# New Baby Mudder!



## enraged350 (Mar 1, 2011)

Just born at 12:13 this morning, little Jason Mathew weighing 7lbs3oz! I think the nurse checking him over will find a decent amount of mud in his blood! I will post a pic as soon as im on a full comp!


----------



## southernbrute750 (Jul 5, 2011)

Congratulations on the new family addition!


----------



## BrutemanAl (Jul 3, 2009)

congrats :rockn:


----------



## Shrek (Oct 4, 2011)

Congrats! Prayers for healthy baby and momma


---
I am here: http://maps.google.com/maps?ll=30.396751,-94.168230


Wishing I was riding instead of using Tapatalk


----------



## bayou_boy_22 (Mar 13, 2009)

Congrats


----------



## Litenyaup (Aug 28, 2011)

Congrats!! I will be there soon my wife is about 12 weeks in.


----------



## drtj (May 3, 2009)

Congrats!!!


----------



## enraged350 (Mar 1, 2011)

Thanks guys! He's doing great and definitely has a set of pipes on him! Went by so fast!


----------



## Big D (Jun 23, 2009)

That's great! Congratulations to you all.
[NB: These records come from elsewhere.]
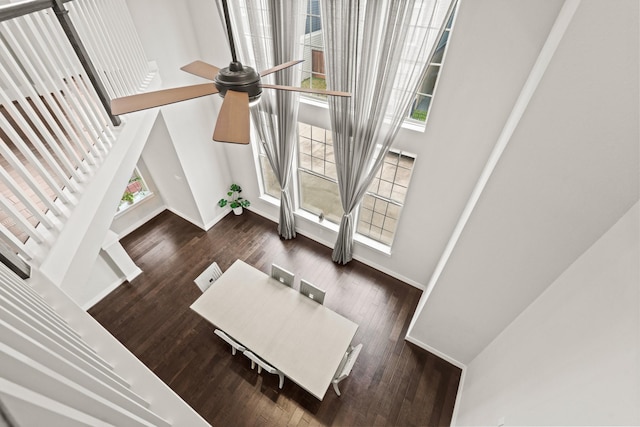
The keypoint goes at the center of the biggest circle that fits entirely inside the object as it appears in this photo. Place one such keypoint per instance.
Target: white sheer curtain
(377, 50)
(267, 33)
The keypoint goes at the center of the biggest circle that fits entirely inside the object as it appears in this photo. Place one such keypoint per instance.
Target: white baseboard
(186, 218)
(451, 360)
(330, 244)
(106, 291)
(217, 219)
(437, 352)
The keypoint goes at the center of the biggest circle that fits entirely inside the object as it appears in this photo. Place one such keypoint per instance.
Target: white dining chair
(344, 369)
(281, 275)
(210, 275)
(255, 360)
(235, 346)
(311, 291)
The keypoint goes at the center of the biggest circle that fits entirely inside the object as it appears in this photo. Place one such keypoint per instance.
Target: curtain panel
(267, 33)
(378, 50)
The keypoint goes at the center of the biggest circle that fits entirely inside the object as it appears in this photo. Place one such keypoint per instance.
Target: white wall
(458, 139)
(569, 172)
(169, 37)
(573, 356)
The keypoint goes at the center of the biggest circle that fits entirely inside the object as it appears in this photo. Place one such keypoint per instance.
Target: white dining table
(303, 339)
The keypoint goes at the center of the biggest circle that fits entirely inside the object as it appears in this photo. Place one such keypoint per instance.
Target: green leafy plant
(127, 197)
(234, 200)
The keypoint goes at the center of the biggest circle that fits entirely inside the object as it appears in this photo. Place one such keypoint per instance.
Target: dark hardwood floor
(393, 382)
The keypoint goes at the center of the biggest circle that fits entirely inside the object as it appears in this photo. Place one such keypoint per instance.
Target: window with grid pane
(269, 181)
(313, 65)
(313, 51)
(424, 96)
(318, 186)
(380, 208)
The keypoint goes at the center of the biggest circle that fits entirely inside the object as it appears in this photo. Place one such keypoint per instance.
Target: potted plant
(234, 200)
(127, 197)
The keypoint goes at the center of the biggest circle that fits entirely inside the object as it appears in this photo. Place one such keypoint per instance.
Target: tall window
(318, 185)
(313, 65)
(269, 181)
(313, 50)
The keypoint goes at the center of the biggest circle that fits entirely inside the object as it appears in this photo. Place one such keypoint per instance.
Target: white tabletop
(298, 336)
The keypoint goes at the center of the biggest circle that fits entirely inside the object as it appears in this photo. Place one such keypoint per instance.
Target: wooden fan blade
(202, 69)
(281, 67)
(233, 121)
(307, 90)
(142, 101)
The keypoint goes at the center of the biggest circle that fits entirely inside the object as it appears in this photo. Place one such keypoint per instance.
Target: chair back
(311, 291)
(233, 343)
(210, 275)
(347, 363)
(255, 360)
(281, 275)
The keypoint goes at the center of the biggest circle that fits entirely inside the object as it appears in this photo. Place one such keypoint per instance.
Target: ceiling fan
(239, 85)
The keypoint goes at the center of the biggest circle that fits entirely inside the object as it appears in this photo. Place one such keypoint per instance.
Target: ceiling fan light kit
(240, 79)
(237, 84)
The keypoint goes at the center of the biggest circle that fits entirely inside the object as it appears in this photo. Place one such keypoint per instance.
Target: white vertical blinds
(55, 131)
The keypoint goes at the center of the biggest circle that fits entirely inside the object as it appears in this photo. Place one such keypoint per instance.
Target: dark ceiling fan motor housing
(239, 78)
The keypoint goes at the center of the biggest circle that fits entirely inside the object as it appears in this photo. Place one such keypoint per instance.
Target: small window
(422, 102)
(135, 192)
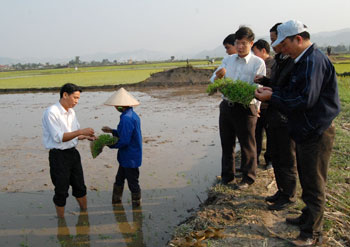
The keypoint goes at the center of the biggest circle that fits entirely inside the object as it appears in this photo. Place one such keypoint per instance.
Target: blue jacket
(311, 99)
(130, 139)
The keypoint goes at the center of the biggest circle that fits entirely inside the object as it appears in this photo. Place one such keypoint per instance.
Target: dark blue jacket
(311, 100)
(130, 139)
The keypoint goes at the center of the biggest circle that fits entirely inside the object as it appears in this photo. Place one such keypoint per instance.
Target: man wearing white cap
(129, 145)
(311, 102)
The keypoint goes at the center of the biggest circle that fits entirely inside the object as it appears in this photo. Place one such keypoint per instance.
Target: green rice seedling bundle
(97, 145)
(237, 91)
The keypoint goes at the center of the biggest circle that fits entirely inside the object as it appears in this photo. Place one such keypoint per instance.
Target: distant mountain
(340, 37)
(7, 60)
(333, 38)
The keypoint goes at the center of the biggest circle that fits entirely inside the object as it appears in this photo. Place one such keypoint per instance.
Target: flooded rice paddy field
(181, 157)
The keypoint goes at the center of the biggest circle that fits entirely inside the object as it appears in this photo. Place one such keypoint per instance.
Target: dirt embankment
(231, 217)
(181, 76)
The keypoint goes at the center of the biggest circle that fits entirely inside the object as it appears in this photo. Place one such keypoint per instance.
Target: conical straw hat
(122, 98)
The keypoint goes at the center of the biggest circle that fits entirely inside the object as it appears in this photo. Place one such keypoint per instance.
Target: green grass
(338, 186)
(87, 76)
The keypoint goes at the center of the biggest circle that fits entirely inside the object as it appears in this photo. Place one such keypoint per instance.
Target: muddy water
(181, 158)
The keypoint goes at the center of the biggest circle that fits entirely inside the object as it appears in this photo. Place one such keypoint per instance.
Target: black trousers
(312, 161)
(66, 170)
(283, 160)
(132, 177)
(238, 121)
(262, 125)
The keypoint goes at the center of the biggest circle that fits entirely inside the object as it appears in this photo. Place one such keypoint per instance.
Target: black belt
(68, 149)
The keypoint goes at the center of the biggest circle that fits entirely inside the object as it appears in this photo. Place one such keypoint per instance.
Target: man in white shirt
(61, 132)
(236, 120)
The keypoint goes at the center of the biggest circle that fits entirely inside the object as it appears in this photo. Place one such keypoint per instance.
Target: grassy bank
(240, 218)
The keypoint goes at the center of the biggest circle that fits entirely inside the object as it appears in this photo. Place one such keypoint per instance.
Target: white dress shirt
(223, 65)
(244, 69)
(56, 121)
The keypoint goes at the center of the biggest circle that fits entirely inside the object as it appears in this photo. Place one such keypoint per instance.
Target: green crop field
(87, 76)
(342, 67)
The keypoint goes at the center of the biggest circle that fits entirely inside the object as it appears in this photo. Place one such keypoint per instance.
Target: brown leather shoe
(136, 199)
(274, 197)
(245, 183)
(280, 204)
(315, 241)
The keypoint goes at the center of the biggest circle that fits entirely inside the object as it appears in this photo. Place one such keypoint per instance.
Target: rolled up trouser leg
(136, 198)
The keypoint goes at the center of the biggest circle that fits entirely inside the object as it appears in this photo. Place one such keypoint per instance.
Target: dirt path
(241, 217)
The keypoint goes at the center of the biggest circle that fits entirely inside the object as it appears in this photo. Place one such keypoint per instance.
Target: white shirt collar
(301, 54)
(62, 109)
(246, 58)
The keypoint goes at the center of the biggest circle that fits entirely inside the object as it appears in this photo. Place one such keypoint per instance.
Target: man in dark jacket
(282, 145)
(311, 102)
(261, 48)
(129, 146)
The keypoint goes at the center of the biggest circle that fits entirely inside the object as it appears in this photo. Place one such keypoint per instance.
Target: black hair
(69, 88)
(260, 44)
(244, 32)
(274, 28)
(230, 39)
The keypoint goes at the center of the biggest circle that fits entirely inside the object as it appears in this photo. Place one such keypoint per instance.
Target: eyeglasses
(242, 43)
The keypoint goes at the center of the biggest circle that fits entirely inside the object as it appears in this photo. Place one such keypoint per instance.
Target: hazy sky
(66, 28)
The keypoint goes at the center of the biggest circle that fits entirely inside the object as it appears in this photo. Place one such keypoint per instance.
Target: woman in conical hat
(129, 144)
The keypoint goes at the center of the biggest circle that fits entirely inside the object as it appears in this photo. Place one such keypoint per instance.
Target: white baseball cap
(287, 29)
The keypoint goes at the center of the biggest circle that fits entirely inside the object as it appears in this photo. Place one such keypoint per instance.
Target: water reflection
(132, 233)
(82, 237)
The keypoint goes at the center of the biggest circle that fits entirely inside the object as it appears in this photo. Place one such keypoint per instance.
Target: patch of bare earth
(243, 218)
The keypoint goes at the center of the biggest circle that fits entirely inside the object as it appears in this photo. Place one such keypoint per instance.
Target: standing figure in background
(236, 120)
(61, 132)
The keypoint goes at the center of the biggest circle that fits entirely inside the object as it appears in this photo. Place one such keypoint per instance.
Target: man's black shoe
(280, 204)
(245, 183)
(298, 221)
(274, 197)
(268, 166)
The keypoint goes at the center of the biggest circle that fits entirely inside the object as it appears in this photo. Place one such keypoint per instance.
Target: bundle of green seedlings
(97, 145)
(236, 91)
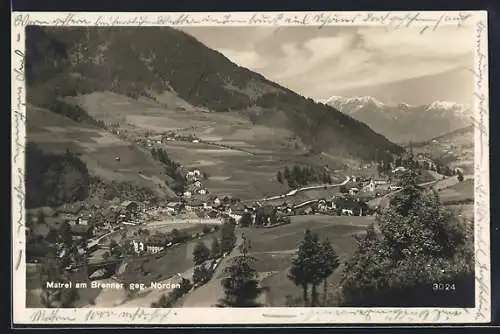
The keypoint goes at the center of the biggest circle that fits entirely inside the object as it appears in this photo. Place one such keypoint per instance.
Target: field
(273, 248)
(242, 159)
(163, 266)
(97, 148)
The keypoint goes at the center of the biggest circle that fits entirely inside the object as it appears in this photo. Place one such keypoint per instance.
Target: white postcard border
(193, 316)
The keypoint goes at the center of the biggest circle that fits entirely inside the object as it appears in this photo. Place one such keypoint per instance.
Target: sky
(392, 65)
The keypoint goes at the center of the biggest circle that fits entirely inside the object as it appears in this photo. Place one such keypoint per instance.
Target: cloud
(319, 62)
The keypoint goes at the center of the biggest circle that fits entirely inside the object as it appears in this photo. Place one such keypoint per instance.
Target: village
(120, 231)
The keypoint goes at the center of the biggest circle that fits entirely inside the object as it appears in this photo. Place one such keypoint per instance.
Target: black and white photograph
(251, 166)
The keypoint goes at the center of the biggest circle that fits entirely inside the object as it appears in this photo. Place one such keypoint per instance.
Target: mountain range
(403, 122)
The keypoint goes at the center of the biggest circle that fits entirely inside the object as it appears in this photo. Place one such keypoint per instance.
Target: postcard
(250, 168)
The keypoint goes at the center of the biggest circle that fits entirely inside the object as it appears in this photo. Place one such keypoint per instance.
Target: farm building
(353, 191)
(129, 206)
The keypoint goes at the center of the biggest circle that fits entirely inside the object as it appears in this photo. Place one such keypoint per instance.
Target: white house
(347, 212)
(399, 169)
(374, 183)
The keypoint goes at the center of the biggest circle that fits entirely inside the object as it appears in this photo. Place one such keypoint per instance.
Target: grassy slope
(455, 148)
(97, 148)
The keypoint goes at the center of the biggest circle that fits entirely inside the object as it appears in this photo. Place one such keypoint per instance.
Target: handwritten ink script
(320, 20)
(19, 121)
(98, 316)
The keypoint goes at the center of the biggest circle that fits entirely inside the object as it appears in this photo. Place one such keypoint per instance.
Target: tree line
(219, 246)
(408, 160)
(298, 176)
(415, 243)
(172, 169)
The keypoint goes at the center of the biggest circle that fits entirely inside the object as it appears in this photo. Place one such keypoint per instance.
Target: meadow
(274, 248)
(458, 192)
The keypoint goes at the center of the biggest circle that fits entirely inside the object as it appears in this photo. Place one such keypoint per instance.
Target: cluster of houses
(194, 185)
(373, 185)
(140, 248)
(150, 141)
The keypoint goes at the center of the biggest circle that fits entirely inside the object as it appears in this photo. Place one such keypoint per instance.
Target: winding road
(298, 190)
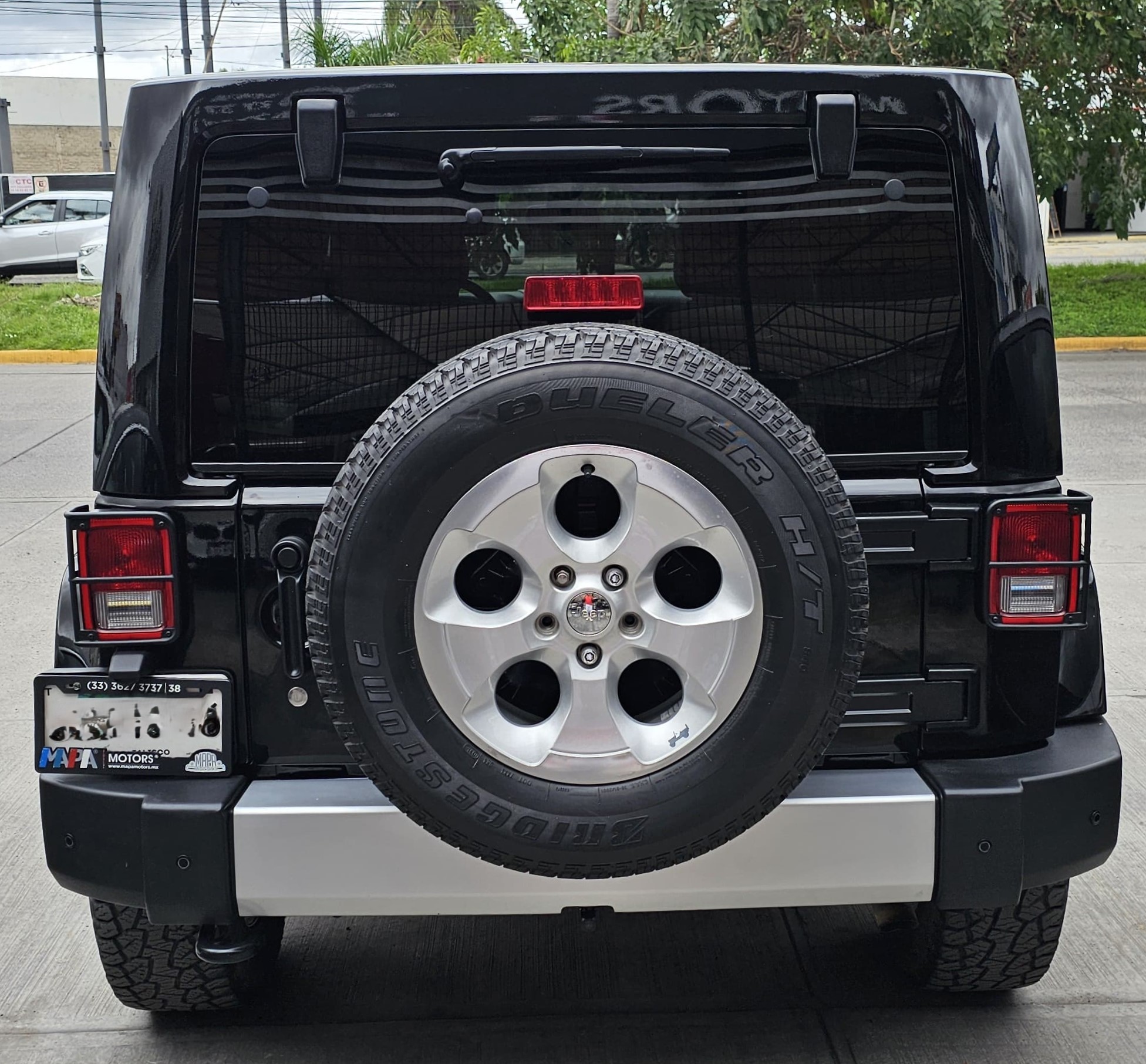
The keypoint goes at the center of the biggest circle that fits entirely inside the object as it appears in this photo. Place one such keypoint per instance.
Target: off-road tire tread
(599, 344)
(989, 950)
(154, 967)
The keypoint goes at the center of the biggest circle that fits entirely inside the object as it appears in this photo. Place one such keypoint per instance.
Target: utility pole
(286, 32)
(6, 164)
(208, 60)
(105, 136)
(614, 18)
(187, 37)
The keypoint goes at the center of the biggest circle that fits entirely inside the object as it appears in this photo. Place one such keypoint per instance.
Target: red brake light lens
(113, 557)
(585, 292)
(1040, 534)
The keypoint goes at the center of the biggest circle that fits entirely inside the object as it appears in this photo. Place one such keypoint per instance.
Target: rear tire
(154, 967)
(988, 950)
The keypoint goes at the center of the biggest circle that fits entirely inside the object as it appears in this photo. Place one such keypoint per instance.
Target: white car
(44, 233)
(90, 262)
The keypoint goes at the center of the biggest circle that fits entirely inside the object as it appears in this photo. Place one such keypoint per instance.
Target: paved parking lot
(794, 985)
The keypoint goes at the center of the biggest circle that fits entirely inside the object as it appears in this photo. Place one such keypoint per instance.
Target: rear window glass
(314, 312)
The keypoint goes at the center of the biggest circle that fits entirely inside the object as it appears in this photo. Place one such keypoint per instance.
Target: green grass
(1107, 300)
(33, 317)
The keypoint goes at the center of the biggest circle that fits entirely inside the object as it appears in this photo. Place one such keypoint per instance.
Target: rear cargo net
(314, 313)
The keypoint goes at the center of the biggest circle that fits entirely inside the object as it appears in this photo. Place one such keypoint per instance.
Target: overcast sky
(55, 37)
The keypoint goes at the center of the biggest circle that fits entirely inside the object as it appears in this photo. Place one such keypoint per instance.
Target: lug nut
(614, 576)
(588, 654)
(562, 576)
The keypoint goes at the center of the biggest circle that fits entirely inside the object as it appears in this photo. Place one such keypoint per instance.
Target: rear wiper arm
(455, 161)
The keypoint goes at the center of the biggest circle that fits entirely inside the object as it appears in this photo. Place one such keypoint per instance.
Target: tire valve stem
(588, 654)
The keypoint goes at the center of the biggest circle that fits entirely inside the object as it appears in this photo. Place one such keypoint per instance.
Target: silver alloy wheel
(588, 735)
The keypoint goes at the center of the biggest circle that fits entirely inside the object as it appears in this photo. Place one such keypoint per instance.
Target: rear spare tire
(587, 600)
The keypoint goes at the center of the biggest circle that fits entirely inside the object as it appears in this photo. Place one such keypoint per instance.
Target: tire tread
(518, 352)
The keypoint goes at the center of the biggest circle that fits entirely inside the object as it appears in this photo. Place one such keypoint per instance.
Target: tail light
(1037, 560)
(585, 292)
(123, 575)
Looking forward to seeing pictures of the little guy.


----------



## Polaris425 (Dec 16, 2004)

congrats!!!!!!!!!!!!!!!!!!!!!!!!!!!!!!!


----------



## hp488 (Sep 23, 2009)

Congrats!!


----------



## mcpyro3 (Feb 23, 2011)

Congrats!!! i cant wait till my lil girl is old enough to take her riding with us


----------



## JPs300 (Mar 23, 2011)

huge CONGRATS man! 

My little girl is just past 16 months now, already points at the 4-wheeler and says "ride" anytime she's in the garage.


----------



## enraged350 (Mar 1, 2011)

Thanks again everyone! Mom and son are doing just fine, besides being a little tired.. as far as for me, well they make Monster for that! 
Without further waiting.... PICS!!


----------



## NMKawierider (Apr 11, 2009)

Congrats! Good look'n little guy.


----------



## Big D (Jun 23, 2009)

awwww....what a sweetie 

:birthday:


----------